Martens the role model as the women's game continues to inspire
Just like the boys, young girls need footballing role models too, and in Lieke Martens the game has the perfect inspirational figure.
It has been another defining year for the women's game in Europe as the Netherlands claimed the UEFA Women's EURO 2017 championship and Lyon lifted the UEFA Women's Champions League trophy for the second consecutive season.
But in order to inspire the next generation, young girls need female role models to emulate as they take to the local parks in increasing numbers each and every weekend, and on Wednesday evening in Monaco, Lieke Martens claimed the coveted UEFA Women's Player of the Year award to round-off a hugely successful season for the attacking winger who recently made the switch to Barcelona.
Martens starred for Rosengard in the UEFA Women's Champions League last season as the Swedish side reached the last eight. But it was in her homeland of the Netherlands that Martens really came to prominence as she inspired her side, and a nation, to glory. Martens was one of the stand out performers for the Dutch from the opening match, and her quality service and goalscoring prowess made her a deserved winner as she stood alongside Cristiano Ronaldo at the award ceremony in Monaco.
With three goals from six games, Martens played a pivotal role in the Netherlands lifting the trophy, but with the UEFA women's award now taken centre stage alongside the men's in a sign of equality, she now has the opportunity to inspire an entire generation of young girls. Still just 24, Martens is one of the most recognisable faces in the women's game following her recent individual and team success, and is a excellent example of what can be achieved.

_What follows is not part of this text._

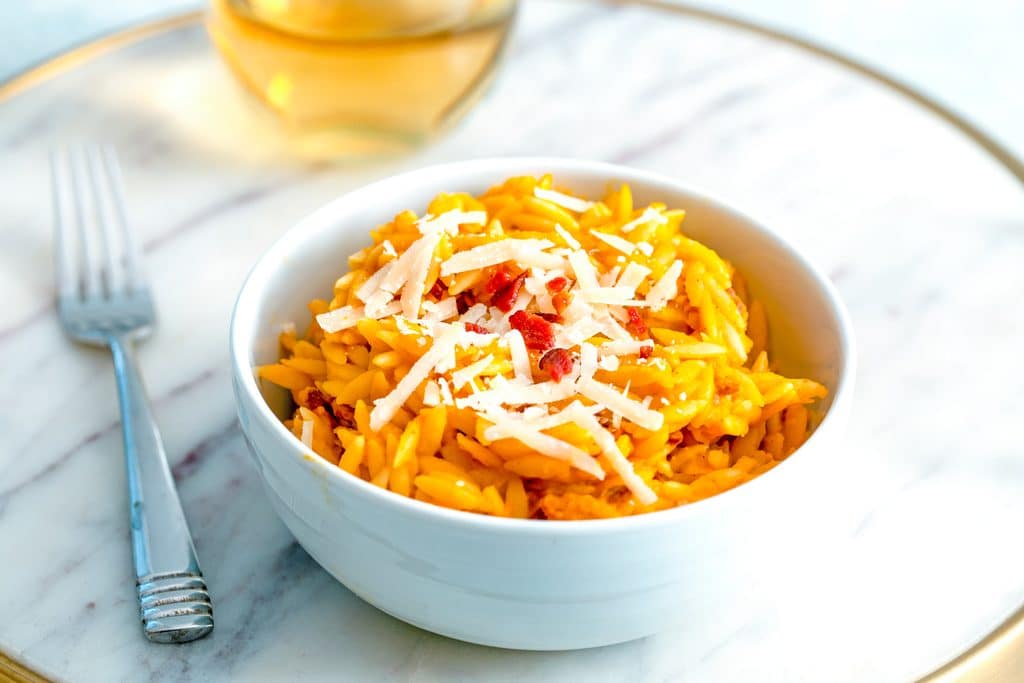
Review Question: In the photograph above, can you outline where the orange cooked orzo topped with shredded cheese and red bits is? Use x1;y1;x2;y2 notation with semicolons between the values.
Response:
259;175;825;519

The women's game can point to individual years in recent history as significant moments to mark its evolution and development as Europe looks to catch up with the United States in terms of both female participation and talent. The London Olympics in 2012 proved to be the event that expanded interest to a wider audience, when previously it had been nothing more than a niche sport.
Likewise, the 2015 FIFA Women's World Cup attracted record television viewing figures and made players household names as England inspired a nation by reaching the semi-final stage. That tournament alone provided a springboard for the progression and development of the Women's Super League (WSL) in England, and there are similar stories across Europe as the popularity of the women's game reaches new highs.
For years, encouraging young girls to play competitive and organised football in a safe environment was extremely difficult, with few female teams in existence, let alone entire female leagues. This is no longer the case, and there are opportunities for young girls in the majority of towns and cities to get involved. New initiatives have been launched on both national and international platforms, and the game is set to continue to grow at an alarming rate.
The incredible scenes of thousands of people celebrating the success of the Netherlands the day after the EURO 2017 final represented a cultural shift in in terms of respect and popularity of the sport, and as national associations across Europe buy into the benefits of achieving success in the women's game, so the investment increases and the overall quality in the short and long-term improves. These are exciting times for Lieke Martens, and for the women's game as a whole.
The women's game has its critics, but this is largely through ignorance than through educated opinion. Natural comparisons with the men's game are unfair as the physicality and pace will always be significantly different, but there are many elements to the women's game that should be applauded, and the mutual respect between opponents often puts the men's game to shame. Few fouls are ever exaggerated in the women's game, and with the referee having an easier game to manage, this respect also extends to the match officials as a result.
The strength of the women's game in the United States remains the benchmark for European clubs to aspire too, and while it will still take a few years to reach that level, it is encouraging that the women's game across Europe is moving in the right direction.
Having a long-term goal ensures there is a focus and purpose to every initiative introduced, and the game consistently becomes bigger and better with each passing season. “This is so amazing,” said an emotional Martens. “It's a big honour. I'm really proud but I couldn't achieve this without my team-mates. It's like living a dream.”